In Kürze
Die Ausbildungsvergütung ist die regelmäßige Geldleistung, die Auszubildende während ihrer Berufsausbildung vom Ausbildenden erhalten. Für ihre Höhe, Abgabenpflichten und sozialversicherungsrechtliche Behandlung gelten besondere Regelungen.
Definition
Die Ausbildungsvergütung bezeichnet die monatlich zu zahlende Geldleistung des Ausbildenden an Auszubildende während einer geregelten Berufsausbildung. Sie dient dem teilweisen Ausgleich des Lebensunterhalts während der Ausbildungszeit und hat keinen Entgeltcharakter im Sinne eines regulären Arbeitsverhältnisses. Rechtsgrundlage ist insbesondere § 17 Berufsbildungsgesetz (BBiG).
Die Höhe richtet sich nach Tarifverträgen oder angemessenen branchenüblichen Vergleichswerten. Sie muss mit fortschreitender Ausbildungsdauer regelmäßig ansteigen und monatlich ausgezahlt werden. Der gesetzliche Mindestlohn gilt für Auszubildende nicht (§ 22 Abs. 3 Mindestlohngesetz).

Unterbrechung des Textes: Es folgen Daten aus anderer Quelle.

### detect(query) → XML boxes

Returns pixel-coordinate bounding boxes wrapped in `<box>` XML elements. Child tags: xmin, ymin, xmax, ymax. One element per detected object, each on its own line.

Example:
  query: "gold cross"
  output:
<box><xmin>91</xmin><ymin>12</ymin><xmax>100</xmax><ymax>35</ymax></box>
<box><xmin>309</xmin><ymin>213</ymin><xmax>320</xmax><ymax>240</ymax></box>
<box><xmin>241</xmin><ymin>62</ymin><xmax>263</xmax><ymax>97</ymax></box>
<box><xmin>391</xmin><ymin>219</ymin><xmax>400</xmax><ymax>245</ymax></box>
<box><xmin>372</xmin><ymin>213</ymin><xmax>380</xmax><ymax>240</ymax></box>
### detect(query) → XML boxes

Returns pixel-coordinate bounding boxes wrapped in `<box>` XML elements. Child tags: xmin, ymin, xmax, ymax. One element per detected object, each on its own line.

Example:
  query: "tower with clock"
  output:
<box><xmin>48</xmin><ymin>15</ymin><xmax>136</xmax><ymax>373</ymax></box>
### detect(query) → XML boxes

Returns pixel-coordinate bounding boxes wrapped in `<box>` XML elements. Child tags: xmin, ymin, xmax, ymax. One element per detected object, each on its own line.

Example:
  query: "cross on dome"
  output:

Abzugrenzen ist die Ausbildungsvergütung vom Arbeitsentgelt regulärer Arbeitnehmer außerhalb eines Ausbildungsverhältnisses. Sie ist praxisrelevant für Vergütungsansprüche, Abgabenpflichten und Mitbestimmungsrechte.
Sozialversicherung
Auszubildende sind in der Sozialversicherung grundsätzlich wie regulär beschäftigte Arbeitnehmer behandelt. Es gelten dieselben Beitragssätze, die je zur Hälfte von Arbeitnehmer und Arbeitgeber getragen werden. Nicht anwendbar sind die Sonderregelungen zur Geringfügigkeit (Minijob) sowie die Regelungen für den sogenannten Übergangsbereich.
Seit dem 1. Januar 2019 werden die Beiträge zur gesetzlichen Krankenversicherung – einschließlich des kassenindividuellen Zusatzbeitrags – zu gleichen Teilen von Arbeitnehmer und Arbeitgeber getragen. Der allgemeine Beitragssatz beträgt 2025 14,6 %, der ermäßigte Satz 14,0 %.
Besonderheit: Geringverdienergrenze
Übersteigt die monatliche Ausbildungsvergütung 325,00 Euro nicht, gilt der Azubi als sogenannter Geringverdiener. In diesem Fall trägt der Arbeitgeber alle Sozialversicherungsbeiträge allein – also auch den Zusatzbeitrag zur Krankenversicherung und den Beitragszuschlag zur Pflegeversicherung für kinderlose Mitglieder.
Für Geringverdiener wird nicht der kassenindividuelle, sondern ein durchschnittlicher Zusatzbeitragssatz herangezogen, der von der Bundesregierung festgesetzt wird. Für 2025 beträgt er 2,5 %.
Typische Beispiele für Geringverdiener in diesem Sinne sind Praktikanten, die ein vorgeschriebenes Praktikum gegen Entgelt ableisten und dabei die Grenze von 325,00 Euro monatlich nicht überschreiten.